ITI concludes that the ease of doing business in most countries could be greatly improved by following good regulatory practices, including early and transparent notifications, incorporation of international standards and acceptance of international test reports, adequate transition times, risk-based approaches to regulation and conformity assessment, and avoidance of unjustified impediments that impact trade, manufacturing, and supply chain operations. ITI provides industry recommendations for national policymakers to improve their scores while still achieving their public policy and EMC objectives:

  • Foremost, establish a clear and objective EMC goal and determine whether that goal can best be achieved through regulation or whether other governance approaches may be sufficient.
  • Where regulation is deemed necessary, assess and seek to minimize the impact of the regulatory measure on both market access and on the manufacturers and importers that are subject to the regulation.
  • Pursue regulation in a manner that facilitates trade, investment, and the creation of an open environment for innovative and new technologies and foster competition among the players in the sector, all of which have the desired effect of improving consumer choice and lowering costs.
  • For new equipment approvals, ensure systems allow for adoption of the latest editions of international standards with appropriate transition periods (at least one year in most cases).

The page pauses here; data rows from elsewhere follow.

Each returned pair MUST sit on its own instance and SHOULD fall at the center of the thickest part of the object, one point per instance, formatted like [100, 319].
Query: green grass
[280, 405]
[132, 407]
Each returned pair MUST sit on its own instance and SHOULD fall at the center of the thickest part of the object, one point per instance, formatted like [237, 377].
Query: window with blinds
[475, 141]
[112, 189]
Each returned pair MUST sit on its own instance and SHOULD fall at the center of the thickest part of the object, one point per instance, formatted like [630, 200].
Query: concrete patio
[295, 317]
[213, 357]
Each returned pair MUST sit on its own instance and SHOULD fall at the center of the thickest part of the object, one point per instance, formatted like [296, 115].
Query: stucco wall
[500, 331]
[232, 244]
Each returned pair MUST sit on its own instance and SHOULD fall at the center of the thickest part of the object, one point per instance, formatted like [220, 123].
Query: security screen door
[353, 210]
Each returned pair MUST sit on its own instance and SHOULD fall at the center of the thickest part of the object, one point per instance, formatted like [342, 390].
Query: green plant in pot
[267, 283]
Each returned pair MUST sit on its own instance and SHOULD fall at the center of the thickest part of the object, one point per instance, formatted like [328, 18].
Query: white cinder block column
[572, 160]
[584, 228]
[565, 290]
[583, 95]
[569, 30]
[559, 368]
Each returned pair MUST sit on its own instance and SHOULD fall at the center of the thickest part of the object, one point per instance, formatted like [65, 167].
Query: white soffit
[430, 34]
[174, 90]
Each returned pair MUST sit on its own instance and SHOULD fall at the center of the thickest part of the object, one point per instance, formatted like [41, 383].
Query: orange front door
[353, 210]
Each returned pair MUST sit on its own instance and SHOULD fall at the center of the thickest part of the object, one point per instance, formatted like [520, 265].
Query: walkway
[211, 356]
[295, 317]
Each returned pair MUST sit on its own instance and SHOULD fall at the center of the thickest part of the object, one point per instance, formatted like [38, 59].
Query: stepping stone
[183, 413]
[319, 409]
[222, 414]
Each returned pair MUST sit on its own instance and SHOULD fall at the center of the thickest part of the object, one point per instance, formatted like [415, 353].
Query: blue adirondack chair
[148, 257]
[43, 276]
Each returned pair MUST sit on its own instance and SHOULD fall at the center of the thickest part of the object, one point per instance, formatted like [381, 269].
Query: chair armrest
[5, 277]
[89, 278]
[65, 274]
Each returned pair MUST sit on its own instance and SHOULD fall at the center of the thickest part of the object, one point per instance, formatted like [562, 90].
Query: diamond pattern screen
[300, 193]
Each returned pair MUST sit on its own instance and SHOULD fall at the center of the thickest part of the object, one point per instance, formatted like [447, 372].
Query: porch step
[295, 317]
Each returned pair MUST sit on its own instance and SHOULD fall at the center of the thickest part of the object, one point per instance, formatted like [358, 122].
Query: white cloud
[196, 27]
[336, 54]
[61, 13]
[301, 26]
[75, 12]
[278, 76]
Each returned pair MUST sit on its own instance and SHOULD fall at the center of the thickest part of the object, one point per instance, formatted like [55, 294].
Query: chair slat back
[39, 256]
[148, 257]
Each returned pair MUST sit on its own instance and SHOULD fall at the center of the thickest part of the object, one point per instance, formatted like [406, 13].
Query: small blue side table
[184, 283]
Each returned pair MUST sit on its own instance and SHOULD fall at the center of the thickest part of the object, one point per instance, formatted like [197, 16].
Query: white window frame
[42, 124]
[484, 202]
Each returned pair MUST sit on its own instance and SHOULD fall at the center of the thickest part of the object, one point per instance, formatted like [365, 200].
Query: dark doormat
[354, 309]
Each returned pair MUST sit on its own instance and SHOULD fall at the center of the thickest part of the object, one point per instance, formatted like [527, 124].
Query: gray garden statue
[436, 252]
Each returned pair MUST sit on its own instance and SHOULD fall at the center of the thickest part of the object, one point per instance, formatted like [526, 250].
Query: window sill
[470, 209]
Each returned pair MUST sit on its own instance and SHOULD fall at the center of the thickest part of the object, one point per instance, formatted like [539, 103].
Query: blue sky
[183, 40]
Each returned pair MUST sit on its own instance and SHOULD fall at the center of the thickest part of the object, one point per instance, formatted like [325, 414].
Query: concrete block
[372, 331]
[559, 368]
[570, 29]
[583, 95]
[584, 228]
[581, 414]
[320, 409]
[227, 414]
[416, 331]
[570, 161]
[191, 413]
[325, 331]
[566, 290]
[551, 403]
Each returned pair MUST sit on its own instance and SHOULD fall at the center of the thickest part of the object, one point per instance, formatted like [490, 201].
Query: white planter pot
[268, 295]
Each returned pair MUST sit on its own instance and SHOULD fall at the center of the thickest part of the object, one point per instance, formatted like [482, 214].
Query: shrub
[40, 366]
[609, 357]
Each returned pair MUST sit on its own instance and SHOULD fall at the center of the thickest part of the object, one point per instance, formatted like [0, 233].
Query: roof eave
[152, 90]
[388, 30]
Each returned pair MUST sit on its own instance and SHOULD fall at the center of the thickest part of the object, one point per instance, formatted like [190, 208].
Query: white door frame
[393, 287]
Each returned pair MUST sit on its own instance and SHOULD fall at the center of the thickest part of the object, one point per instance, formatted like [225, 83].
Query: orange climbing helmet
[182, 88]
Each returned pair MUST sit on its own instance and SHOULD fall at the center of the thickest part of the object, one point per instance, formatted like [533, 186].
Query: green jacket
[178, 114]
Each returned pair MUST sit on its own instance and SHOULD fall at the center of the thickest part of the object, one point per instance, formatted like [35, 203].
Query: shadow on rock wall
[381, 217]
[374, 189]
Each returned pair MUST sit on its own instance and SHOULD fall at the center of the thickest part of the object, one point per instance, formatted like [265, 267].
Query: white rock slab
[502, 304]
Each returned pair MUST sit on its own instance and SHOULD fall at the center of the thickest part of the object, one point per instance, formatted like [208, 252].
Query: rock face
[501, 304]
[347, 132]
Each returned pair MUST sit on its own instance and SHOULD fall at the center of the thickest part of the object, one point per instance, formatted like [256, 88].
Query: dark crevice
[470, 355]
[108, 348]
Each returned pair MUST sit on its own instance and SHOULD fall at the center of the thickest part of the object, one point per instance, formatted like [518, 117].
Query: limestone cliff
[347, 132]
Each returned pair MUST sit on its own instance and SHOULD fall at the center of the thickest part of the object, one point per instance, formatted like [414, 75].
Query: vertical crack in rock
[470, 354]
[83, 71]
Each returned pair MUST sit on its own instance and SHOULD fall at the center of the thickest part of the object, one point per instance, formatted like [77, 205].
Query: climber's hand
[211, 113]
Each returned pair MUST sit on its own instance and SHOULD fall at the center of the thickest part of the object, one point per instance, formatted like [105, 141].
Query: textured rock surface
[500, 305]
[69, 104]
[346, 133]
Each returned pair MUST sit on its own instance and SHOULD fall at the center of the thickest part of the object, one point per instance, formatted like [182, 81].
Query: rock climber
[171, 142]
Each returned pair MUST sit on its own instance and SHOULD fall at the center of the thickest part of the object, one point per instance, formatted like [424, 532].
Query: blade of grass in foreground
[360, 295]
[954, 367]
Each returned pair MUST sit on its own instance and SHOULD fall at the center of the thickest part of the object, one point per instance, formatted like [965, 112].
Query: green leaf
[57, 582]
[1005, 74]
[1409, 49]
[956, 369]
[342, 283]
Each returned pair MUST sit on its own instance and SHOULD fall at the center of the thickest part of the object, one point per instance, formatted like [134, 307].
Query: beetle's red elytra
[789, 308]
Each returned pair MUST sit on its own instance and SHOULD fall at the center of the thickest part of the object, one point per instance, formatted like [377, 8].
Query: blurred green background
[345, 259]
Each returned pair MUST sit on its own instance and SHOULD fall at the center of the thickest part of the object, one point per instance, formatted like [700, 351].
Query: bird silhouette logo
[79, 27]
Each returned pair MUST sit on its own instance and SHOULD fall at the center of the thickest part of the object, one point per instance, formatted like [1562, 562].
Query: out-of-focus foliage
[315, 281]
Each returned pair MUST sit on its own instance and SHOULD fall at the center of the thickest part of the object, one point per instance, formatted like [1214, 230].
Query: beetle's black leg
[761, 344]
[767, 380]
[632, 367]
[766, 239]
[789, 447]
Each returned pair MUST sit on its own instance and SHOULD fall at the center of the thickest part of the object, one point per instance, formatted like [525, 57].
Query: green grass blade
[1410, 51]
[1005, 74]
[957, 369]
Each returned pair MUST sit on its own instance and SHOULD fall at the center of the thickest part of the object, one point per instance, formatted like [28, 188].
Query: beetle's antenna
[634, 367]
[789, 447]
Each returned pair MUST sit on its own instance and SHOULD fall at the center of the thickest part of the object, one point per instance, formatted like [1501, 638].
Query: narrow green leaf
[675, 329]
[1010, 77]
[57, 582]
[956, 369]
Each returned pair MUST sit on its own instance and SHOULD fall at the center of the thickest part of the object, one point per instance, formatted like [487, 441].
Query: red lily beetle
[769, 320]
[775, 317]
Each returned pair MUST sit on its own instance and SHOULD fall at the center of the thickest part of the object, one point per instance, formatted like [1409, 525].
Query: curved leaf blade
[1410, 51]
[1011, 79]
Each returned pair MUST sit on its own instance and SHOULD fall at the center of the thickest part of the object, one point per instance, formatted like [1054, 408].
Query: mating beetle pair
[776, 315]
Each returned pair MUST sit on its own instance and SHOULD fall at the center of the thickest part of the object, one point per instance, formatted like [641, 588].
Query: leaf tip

To reap the full benefits of trade and investment in IT innovations, countries should choose to forego unique approaches to product EMC, keep regulatory intervention to a minimum, follow good regulatory practices, and not impose unjustified impediments on trade, manufacturing, and supply chain operations. In this way, improving the ease of doing business in a country supports a stable, global regulatory environment that benefits all stakeholders while creating new societal and economic growth opportunities for their citizens who adopt and leverage the innovations created by the tech sector.